LONDON (Reuters) - The race to develop new immunotherapy treatments against cancer has sparked an unprecedented explosion in the oncology drug pipeline, with more than 2,000 immune system-boosting agents now in development.
The result is a scramble for patients to enrol in clinical trials, duplication of effort and the likely ultimate failure of many projects, according to experts.
Aiman Shalabi of the non-profit Cancer Research Institute said on Thursday that a global analysis, the first of its kind, had found 940 immunotherapy drugs in clinical stage development, with a further 1,064 at the preclinical stage.
This year alone, 469 new clinical studies were started, with a target enrolment of 52,539 patients, according to data presented by Shalabi at a European Society for Medical Oncology meeting in Geneva and published in the Annals of Oncology.
“The field is very promising and has the potential to deliver many breakthroughs to change the standard of care of many cancer types,” Shalabi and colleagues wrote in the journal. “However, it is also very crowded, fragmented and uncoordinated with significant duplication.”

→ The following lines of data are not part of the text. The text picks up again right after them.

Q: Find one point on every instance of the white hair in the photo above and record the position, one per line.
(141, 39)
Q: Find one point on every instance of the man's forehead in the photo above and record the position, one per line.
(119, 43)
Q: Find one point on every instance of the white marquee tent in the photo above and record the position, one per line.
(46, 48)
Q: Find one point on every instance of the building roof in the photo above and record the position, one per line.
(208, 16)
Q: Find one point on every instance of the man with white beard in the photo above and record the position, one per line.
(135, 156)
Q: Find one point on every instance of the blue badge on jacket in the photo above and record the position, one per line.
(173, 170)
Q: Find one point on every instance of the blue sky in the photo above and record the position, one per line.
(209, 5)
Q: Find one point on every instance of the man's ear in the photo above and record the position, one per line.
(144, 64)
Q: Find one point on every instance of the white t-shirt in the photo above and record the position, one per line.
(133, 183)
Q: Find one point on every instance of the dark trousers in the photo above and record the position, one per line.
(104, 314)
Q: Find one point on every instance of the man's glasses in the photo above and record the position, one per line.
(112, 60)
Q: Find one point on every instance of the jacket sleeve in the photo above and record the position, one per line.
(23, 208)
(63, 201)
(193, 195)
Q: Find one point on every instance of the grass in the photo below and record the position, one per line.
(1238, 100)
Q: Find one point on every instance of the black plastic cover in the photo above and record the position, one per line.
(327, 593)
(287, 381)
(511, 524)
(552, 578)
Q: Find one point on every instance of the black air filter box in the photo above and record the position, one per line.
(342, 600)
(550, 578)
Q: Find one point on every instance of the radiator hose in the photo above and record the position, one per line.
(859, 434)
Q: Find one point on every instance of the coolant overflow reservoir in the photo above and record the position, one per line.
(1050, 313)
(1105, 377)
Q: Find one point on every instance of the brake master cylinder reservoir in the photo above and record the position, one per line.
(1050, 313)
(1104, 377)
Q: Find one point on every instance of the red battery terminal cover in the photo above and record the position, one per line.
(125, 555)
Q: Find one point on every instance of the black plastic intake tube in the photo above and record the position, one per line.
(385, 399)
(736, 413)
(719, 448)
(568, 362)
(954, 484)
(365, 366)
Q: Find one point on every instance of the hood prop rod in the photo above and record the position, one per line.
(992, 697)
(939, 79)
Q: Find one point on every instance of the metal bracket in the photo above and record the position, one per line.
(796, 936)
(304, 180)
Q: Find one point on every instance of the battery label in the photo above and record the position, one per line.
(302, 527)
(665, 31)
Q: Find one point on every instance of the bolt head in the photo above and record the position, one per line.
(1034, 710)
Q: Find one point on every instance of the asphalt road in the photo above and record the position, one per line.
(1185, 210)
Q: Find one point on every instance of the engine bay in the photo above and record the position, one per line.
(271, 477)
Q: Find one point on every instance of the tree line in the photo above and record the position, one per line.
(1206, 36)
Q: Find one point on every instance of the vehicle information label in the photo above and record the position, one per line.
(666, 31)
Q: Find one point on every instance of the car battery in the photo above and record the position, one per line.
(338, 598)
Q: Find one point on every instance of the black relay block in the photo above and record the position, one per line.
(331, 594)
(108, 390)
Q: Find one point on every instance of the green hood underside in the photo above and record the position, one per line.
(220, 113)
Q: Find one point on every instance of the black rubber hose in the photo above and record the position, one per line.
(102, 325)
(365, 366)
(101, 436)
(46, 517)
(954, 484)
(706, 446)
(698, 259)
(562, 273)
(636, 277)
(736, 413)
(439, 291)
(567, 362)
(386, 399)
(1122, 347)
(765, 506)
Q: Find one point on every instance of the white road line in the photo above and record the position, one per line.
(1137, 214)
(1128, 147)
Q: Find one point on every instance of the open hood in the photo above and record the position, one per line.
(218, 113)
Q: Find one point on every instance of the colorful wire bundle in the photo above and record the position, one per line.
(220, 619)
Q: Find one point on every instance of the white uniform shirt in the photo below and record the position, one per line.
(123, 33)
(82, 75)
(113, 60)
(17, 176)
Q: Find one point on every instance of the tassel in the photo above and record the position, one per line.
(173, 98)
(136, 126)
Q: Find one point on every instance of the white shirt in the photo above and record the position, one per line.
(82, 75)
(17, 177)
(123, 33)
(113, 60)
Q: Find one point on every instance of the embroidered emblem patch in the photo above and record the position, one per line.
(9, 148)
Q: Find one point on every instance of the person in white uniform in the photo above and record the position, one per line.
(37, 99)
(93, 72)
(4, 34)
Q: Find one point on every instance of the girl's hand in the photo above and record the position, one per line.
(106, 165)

Roche Chief Executive Severin Schwan is convinced the mass rush into the hot new field of immunotherapy will lead to multiple disappointments.

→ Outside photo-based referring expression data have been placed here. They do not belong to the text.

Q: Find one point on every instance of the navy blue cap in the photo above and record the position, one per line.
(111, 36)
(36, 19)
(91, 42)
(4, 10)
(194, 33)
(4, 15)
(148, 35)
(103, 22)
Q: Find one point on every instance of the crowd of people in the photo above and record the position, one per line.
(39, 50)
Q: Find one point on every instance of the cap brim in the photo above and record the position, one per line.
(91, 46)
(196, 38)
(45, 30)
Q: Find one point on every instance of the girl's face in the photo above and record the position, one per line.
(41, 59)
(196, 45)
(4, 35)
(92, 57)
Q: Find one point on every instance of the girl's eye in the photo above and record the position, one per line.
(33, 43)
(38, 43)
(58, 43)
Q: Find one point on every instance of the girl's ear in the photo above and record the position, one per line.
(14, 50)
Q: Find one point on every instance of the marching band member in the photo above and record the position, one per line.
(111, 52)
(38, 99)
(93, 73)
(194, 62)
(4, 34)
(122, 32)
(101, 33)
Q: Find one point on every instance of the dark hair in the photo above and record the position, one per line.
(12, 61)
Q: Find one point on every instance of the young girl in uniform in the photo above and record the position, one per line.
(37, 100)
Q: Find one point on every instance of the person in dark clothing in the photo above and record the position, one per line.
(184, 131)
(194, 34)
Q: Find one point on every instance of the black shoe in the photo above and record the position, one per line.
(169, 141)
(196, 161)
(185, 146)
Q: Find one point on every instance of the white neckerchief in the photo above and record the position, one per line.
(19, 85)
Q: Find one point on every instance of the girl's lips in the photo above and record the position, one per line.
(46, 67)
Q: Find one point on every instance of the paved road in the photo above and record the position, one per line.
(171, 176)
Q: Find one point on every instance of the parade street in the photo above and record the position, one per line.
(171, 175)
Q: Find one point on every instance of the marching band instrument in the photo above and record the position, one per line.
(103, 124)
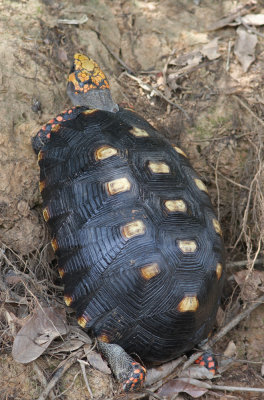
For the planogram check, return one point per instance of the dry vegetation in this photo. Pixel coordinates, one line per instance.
(179, 65)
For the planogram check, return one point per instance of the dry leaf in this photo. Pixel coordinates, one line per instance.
(251, 286)
(96, 361)
(67, 346)
(158, 373)
(253, 19)
(35, 336)
(197, 372)
(231, 350)
(181, 385)
(210, 50)
(245, 48)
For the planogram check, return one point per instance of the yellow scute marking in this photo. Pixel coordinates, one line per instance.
(200, 185)
(187, 246)
(188, 303)
(118, 186)
(175, 205)
(54, 245)
(46, 215)
(139, 132)
(180, 151)
(135, 228)
(105, 152)
(149, 271)
(68, 300)
(159, 167)
(217, 227)
(219, 270)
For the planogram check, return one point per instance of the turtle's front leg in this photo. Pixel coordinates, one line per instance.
(127, 371)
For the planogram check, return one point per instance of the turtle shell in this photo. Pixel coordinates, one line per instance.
(139, 247)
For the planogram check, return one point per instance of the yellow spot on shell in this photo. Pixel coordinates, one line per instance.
(68, 300)
(103, 338)
(180, 151)
(61, 272)
(187, 246)
(200, 185)
(159, 167)
(188, 303)
(54, 245)
(217, 227)
(219, 270)
(175, 205)
(46, 215)
(42, 186)
(105, 152)
(149, 271)
(87, 112)
(56, 128)
(139, 132)
(135, 228)
(118, 186)
(82, 321)
(40, 155)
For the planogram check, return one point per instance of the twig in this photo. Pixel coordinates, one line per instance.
(227, 20)
(42, 378)
(228, 55)
(149, 88)
(233, 323)
(62, 368)
(82, 365)
(237, 388)
(251, 30)
(249, 110)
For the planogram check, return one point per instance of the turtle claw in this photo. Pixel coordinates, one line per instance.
(136, 380)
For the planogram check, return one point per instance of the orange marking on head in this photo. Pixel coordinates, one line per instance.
(213, 371)
(61, 272)
(103, 338)
(54, 245)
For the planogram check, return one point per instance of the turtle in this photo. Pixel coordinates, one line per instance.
(139, 248)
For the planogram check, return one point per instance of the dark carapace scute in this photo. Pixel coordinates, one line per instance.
(139, 247)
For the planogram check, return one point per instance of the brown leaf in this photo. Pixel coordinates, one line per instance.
(197, 372)
(245, 48)
(251, 285)
(35, 336)
(158, 373)
(180, 385)
(253, 19)
(210, 50)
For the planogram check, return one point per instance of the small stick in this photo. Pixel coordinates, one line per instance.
(228, 55)
(233, 323)
(149, 88)
(82, 365)
(62, 368)
(237, 388)
(249, 110)
(42, 378)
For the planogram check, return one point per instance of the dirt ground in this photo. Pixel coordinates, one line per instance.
(185, 72)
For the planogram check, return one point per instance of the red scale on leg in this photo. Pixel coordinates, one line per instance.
(137, 378)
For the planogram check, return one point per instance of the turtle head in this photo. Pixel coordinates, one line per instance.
(88, 86)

As the world’s biggest cancer drug company, the Swiss group expects to emerge among a handful of winners but Schwan also sees many failures and a wave of consolidation.
“I cannot imagine in my wildest dreams that all of these medicines will make it to the market and be competitive. There will be an enormous drop-out from all these clinical trials, which means a lot of people that invested into these trials will lose money,” he said in a interview on Wednesday.
“I would expect to see a few winners and many losers.”
Shalabi said there needed to be to rethink of cancer research and development, with a focus on more collaboration between both companies and academia.